To facilitate the development of contracts on ckb platform, we recently ported Lua, a scripting language famous for its simplicity and ease of use, to the ckb-vm. Ckb developers can now both run the standalone Lua interpreter in the ckb platform and embed Lua code into their main ckb contracts. This greatly lower the barrier to entry for ckb contracts development.
dylib.c a sample program that evaluates lua code with ckb-lua shared library. We showcase how to load and unpack script args by a few lines of Lua code, i.e.

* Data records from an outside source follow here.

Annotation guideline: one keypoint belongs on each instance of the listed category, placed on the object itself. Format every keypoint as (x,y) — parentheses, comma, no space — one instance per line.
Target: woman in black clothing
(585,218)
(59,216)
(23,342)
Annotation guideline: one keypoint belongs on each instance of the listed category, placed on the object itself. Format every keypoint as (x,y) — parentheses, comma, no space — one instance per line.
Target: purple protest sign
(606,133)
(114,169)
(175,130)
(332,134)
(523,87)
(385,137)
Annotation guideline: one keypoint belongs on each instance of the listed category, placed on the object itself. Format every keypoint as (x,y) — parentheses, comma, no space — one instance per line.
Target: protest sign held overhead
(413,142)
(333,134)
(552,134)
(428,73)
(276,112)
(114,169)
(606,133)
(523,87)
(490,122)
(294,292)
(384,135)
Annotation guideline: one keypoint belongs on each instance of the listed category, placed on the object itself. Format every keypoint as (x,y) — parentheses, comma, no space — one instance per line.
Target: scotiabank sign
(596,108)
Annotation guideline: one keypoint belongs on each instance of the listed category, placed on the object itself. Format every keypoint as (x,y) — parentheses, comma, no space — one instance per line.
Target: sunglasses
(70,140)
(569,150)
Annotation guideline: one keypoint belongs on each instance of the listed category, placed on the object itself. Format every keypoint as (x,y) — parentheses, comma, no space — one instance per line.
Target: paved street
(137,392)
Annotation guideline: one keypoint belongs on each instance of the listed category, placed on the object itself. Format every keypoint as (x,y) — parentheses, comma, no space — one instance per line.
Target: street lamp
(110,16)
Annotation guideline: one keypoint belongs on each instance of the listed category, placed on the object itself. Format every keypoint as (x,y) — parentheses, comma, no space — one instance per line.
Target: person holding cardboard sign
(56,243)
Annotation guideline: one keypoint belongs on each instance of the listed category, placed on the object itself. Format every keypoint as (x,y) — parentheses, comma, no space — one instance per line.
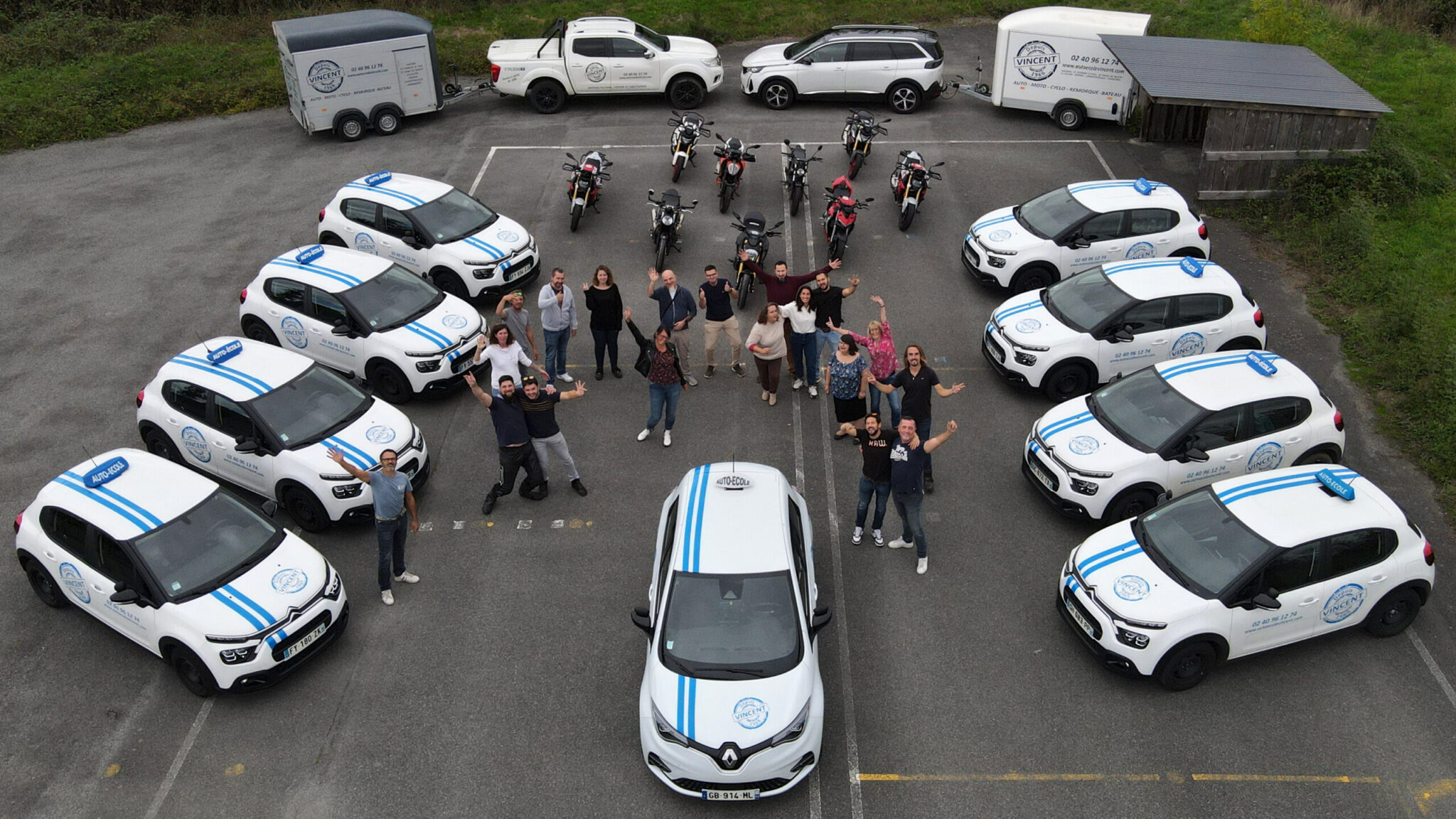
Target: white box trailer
(358,70)
(1053,60)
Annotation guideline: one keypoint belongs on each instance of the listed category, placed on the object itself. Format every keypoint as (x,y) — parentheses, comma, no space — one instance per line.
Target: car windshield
(392,298)
(801,47)
(658,41)
(208,545)
(1143,410)
(1085,301)
(732,626)
(311,407)
(1200,541)
(453,216)
(1051,213)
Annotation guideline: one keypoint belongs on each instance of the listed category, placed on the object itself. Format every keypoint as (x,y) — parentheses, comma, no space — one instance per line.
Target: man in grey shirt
(392,494)
(558,309)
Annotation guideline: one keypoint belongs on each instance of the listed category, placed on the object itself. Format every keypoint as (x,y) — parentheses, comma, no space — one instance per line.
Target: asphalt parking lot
(505,682)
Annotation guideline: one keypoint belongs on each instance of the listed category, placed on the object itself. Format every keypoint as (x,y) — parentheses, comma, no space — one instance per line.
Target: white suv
(904,65)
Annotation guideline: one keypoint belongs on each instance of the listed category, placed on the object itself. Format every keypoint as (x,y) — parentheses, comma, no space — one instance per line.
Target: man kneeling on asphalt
(514,441)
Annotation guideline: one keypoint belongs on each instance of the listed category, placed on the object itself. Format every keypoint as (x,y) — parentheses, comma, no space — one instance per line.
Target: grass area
(1375,235)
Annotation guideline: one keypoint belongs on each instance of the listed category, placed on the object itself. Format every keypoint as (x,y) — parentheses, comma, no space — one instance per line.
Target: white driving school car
(1117,318)
(183,567)
(1168,430)
(265,419)
(433,229)
(357,312)
(1244,566)
(1082,225)
(732,705)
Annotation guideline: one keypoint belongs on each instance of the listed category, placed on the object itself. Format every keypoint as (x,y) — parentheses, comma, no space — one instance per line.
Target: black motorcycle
(668,222)
(753,241)
(689,127)
(797,172)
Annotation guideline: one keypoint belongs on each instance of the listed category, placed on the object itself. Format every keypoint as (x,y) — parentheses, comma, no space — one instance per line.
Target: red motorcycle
(839,216)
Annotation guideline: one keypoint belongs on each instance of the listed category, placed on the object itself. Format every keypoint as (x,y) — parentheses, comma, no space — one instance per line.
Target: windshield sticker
(750,713)
(1130,588)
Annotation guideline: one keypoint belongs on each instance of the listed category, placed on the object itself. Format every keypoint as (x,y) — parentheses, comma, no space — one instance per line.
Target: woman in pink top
(883,359)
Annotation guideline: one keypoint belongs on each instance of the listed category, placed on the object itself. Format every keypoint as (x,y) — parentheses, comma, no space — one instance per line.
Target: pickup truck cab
(603,55)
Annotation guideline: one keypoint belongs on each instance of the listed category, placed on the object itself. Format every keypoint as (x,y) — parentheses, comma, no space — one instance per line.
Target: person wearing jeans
(392,496)
(906,464)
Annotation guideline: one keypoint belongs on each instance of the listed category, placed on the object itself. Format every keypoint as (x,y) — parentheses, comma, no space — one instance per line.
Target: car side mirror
(643,620)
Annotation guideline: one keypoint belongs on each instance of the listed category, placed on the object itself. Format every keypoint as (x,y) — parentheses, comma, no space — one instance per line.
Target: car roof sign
(105,473)
(309,254)
(1336,486)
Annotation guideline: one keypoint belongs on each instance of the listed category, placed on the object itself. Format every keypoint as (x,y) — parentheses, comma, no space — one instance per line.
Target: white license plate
(1078,617)
(732,795)
(308,640)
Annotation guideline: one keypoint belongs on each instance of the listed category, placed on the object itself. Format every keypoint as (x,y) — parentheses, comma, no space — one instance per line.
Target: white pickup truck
(603,55)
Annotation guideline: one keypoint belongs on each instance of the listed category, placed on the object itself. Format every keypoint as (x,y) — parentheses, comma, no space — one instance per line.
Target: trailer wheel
(350,127)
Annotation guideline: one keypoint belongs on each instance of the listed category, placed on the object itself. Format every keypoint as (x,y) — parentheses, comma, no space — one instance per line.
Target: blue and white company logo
(1130,588)
(73,580)
(1267,456)
(1037,60)
(1344,602)
(1189,344)
(750,713)
(1140,251)
(196,444)
(325,76)
(290,580)
(294,333)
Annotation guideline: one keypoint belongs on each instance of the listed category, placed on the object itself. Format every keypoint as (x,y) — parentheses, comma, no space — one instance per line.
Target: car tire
(686,92)
(350,127)
(1393,612)
(1066,381)
(193,670)
(547,97)
(1186,666)
(904,98)
(255,330)
(1129,505)
(161,445)
(1069,115)
(776,94)
(44,587)
(305,509)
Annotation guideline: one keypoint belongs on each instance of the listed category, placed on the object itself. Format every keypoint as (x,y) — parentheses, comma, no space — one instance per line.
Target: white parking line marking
(176,764)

local _code_hash, _hash_type, args, err = ckb.load_and_unpack_script()
print(err)
if err == nil then
ckb.dump(args)
end
Of course, this example is not enough for real world usage, but this article should be enough to show how to use ckb-lua shared library from the main contract program. You can unleash the potential of Lua with your creativity afterward. For the curious, see here for an implementation of sudt in lua. Also note that, the sample code is written in c. As an alternative, you can write test code in rust. Both loading shared library and mocking transaction to do unit tests are easy in rust.
I will now explain what this sample code does and how to run it.
The sample code depends on libckblua.so
shared library to run Lua code. We need to obtain the source of ckb-lua from the github repository, and build it ourselves. make all-via-docker
is enough to build all the binaries. ./build/libckblua.so
may be used afterward. The sample program ./build/dylibexample
built from dylib.c is also available to use.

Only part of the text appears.